Ein erster Schritt zu mehr Aufklärung wäre: Bauen Sie Ihre Website um. Zeigen Sie die CO2-Uhr, den Göttinger CO2-Ausstoß und den Anteil erneuerbarer Energien. Verlassen Sie das Gute-Laune-Thema. Zitieren Sie vielleicht eher die Wissenschaftsakademie Leopoldina:
„Eine nationale, nachhaltige und glaubwürdige Klimapolitik ist ein wesentlicher Schritt, um den sich abzeichnenden ökologischen und zivilisatorischen Systemkollaps zu verhindern.“
Stellen Sie die angestrebten Ziele glasklar dem bisher Erreichten gegenüber. Auch das gehört zu richtigem Controlling.
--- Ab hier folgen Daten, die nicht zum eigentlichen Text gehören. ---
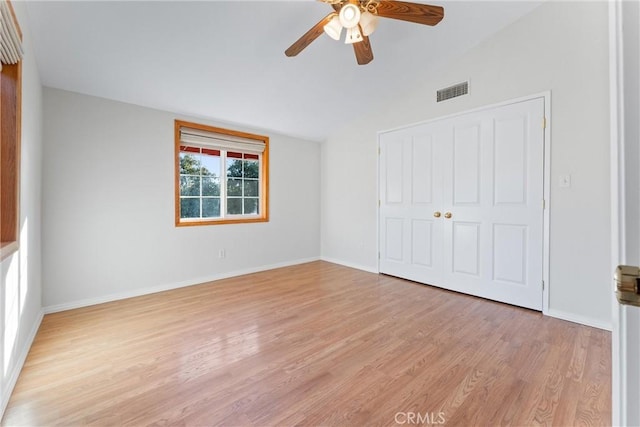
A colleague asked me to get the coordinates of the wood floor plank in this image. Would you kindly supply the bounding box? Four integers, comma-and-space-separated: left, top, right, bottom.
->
2, 262, 611, 426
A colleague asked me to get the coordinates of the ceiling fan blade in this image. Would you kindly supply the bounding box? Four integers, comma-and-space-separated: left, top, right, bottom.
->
378, 0, 444, 25
353, 29, 373, 65
284, 13, 334, 56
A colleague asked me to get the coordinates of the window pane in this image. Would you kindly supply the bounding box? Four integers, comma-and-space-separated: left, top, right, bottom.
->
227, 179, 242, 196
244, 180, 258, 197
227, 158, 242, 178
227, 198, 242, 215
202, 155, 220, 177
202, 177, 220, 196
244, 160, 260, 179
202, 198, 220, 218
180, 152, 202, 175
180, 199, 200, 218
244, 199, 258, 215
180, 176, 200, 196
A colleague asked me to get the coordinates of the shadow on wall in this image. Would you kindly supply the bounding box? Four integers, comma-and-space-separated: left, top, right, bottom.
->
0, 218, 29, 409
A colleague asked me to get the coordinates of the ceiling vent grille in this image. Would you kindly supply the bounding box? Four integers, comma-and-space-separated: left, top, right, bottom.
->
437, 82, 469, 102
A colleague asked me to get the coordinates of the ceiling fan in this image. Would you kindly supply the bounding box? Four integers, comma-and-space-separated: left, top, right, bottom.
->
284, 0, 444, 65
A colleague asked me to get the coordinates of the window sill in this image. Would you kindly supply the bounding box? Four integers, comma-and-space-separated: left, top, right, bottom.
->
176, 216, 269, 227
0, 241, 19, 261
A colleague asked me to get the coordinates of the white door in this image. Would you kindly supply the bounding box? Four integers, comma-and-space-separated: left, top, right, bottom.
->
379, 98, 544, 310
609, 1, 640, 426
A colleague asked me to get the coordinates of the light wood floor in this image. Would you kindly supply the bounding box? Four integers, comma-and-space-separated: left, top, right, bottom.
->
2, 262, 611, 426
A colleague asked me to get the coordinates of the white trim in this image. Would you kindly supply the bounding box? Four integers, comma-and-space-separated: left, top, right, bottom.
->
320, 256, 380, 274
0, 309, 44, 418
376, 92, 552, 316
609, 0, 628, 425
542, 91, 553, 315
545, 308, 611, 331
378, 90, 551, 137
44, 257, 320, 314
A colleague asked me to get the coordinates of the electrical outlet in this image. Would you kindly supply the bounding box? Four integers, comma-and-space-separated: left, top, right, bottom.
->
558, 175, 571, 188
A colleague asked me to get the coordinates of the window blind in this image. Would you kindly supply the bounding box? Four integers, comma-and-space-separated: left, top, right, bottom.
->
180, 127, 265, 154
0, 0, 24, 69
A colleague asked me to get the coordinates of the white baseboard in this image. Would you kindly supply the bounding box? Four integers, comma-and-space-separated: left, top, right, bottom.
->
0, 310, 44, 418
544, 308, 613, 331
44, 257, 320, 314
320, 256, 379, 274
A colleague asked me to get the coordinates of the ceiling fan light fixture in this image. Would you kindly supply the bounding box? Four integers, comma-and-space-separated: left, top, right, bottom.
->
323, 13, 342, 40
339, 3, 361, 29
360, 11, 380, 36
344, 25, 362, 44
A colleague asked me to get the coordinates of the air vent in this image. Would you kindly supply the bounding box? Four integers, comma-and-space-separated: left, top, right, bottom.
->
438, 82, 469, 102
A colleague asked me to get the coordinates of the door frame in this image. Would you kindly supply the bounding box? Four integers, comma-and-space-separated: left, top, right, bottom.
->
376, 90, 552, 315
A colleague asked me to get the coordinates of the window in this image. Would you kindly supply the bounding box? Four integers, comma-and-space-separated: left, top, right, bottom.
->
0, 0, 22, 259
175, 120, 269, 226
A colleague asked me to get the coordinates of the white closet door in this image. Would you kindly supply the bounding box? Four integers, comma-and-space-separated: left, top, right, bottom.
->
379, 126, 443, 281
379, 98, 544, 310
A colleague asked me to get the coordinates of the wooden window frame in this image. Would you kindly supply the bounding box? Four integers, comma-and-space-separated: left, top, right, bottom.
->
0, 2, 22, 260
174, 120, 269, 227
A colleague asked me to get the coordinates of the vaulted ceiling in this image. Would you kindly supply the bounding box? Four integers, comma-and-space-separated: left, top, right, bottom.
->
27, 0, 540, 140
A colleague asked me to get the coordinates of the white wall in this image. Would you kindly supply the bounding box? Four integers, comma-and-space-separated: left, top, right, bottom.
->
321, 2, 611, 328
43, 88, 320, 311
0, 2, 42, 414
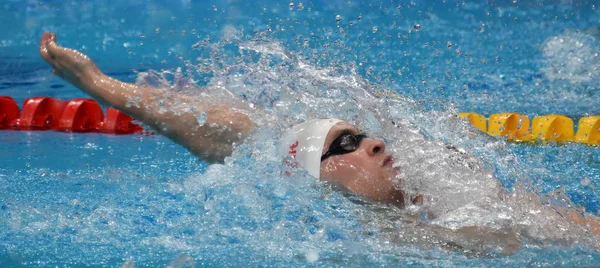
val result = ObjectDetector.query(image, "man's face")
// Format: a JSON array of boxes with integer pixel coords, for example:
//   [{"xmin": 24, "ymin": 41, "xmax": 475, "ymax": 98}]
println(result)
[{"xmin": 321, "ymin": 122, "xmax": 404, "ymax": 207}]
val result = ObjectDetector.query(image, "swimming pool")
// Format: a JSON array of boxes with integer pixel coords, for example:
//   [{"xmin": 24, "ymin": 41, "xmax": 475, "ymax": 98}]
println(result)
[{"xmin": 0, "ymin": 0, "xmax": 600, "ymax": 267}]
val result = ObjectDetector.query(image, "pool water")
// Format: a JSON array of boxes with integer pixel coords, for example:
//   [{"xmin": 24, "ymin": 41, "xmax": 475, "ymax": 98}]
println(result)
[{"xmin": 0, "ymin": 0, "xmax": 600, "ymax": 267}]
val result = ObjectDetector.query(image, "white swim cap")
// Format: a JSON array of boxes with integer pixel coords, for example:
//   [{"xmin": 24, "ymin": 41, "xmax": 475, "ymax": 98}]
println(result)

2) Göttingen muss bis 2025 Klimaneutral werden. Die Zeit ist knapp und das Risiko des Scheiterns ist groß. Deshalb muss Göttingen sich ein ambitioniertes Ziel setzen. So ambitioniert, dass es unrealistisch klingen mag – aber wir befinden uns in einem Notfall, und es ist nicht weniger als eine Vollbremsung erforderlich. Für eine 66 %-ige Chance auf Einhaltung des 1,5-Grad-Ziels müsste Klimaneutralität 2030 erreicht werden. Um das Risiko katastrophaler Folgen so gering wie möglich zu halten und weniger industrialisierten Ländern Zeit zu geben, tritt Extinction Rebellion für Klimaneutralität bis 2025 ein. Die Klimakrise ist ein Notfall und erfordert Notfallmaßnahmen.
3) Die notwendigen Maßnahmen müssen durch einen Bürger:innenrat beschlossen werden. Das aktuelle Beteiligungsverfahren zur Fortschreibung des Klimaplans setzt auf die individuelle Einreichung einzelner Ideen. Die Ideen umfassen in der Regel ca. 2 bis 5 Sätze und werden mit ebenso kurzen Antworten der Verwaltung bedacht. Von dieser mutlosen Form der Bürger:innenbeteiligung ist weder transformativer Schwung, noch gesellschaftliche Legitimation zu erwarten; sie ist nicht mehr als ein PR-Gag. Eine so umfassende Transformation wie diejenige, die für schnelle Klimaneutralität notwendig ist, erfordert aber außerordentlichen Rückhalt in der Bevölkerung. Dafür muss Göttingen mutige neue Wege gehen und die Bürger:innen in einem repräsentativ durch Zufall zusammengesetzten und von Expert:innen beratenen Bürger:innenrat selbst über den Plan für die Transformation beraten lassen (mehr dazu bei Mehr Demokratie e.V. und auf der XR-Homepage). Bürger:innenräte haben das Potential, dieser Aufgabe gerecht zu werden, wie das französische Beispiel zeigt. Ein solcher Bürger:innenrat wäre in Legitimation und Anspruch nicht im Geringsten mit den bisherigen „Veranstaltungen und Workshops“ der Stadt vergleichbar.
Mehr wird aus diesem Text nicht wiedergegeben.